You are making a JSONP request, but the server is responding with JSON.

The browser is refusing to try to treat the JSON as JSONP because it would be a security risk. (If the browser did try to treat the JSON as JSONP then it would, at best, fail).

See this question for more details on what JSONP is. Note that is a nasty hack to work around the Same Origin Policy that was used before CORS was available. CORS is a much cleaner, safer, and more powerful solution to the problem.


It looks like you are trying to make a cross-origin request and are throwing everything you can think of at it in one massive pile of conflicting instructions.

You need to understand how the Same Origin policy works.
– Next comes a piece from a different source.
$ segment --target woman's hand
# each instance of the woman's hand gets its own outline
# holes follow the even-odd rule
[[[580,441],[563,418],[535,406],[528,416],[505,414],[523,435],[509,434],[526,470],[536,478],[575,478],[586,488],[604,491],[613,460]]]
See this question for an in-depth guide.


Now a few notes about your code:

contentType: 'application/json',
  • This is ignored when you use JSONP
  • You are making a GET request. There is no request body to describe the type of.
  • This will make a cross-origin request non-simple, meaning that as well as basic CORS permissions, you also need to deal with a pre-flight.

Remove that.

 dataType:'jsonp',
  • The server is not responding with JSONP.

Remove this. (You could make the server respond with JSONP instead, but CORS is better).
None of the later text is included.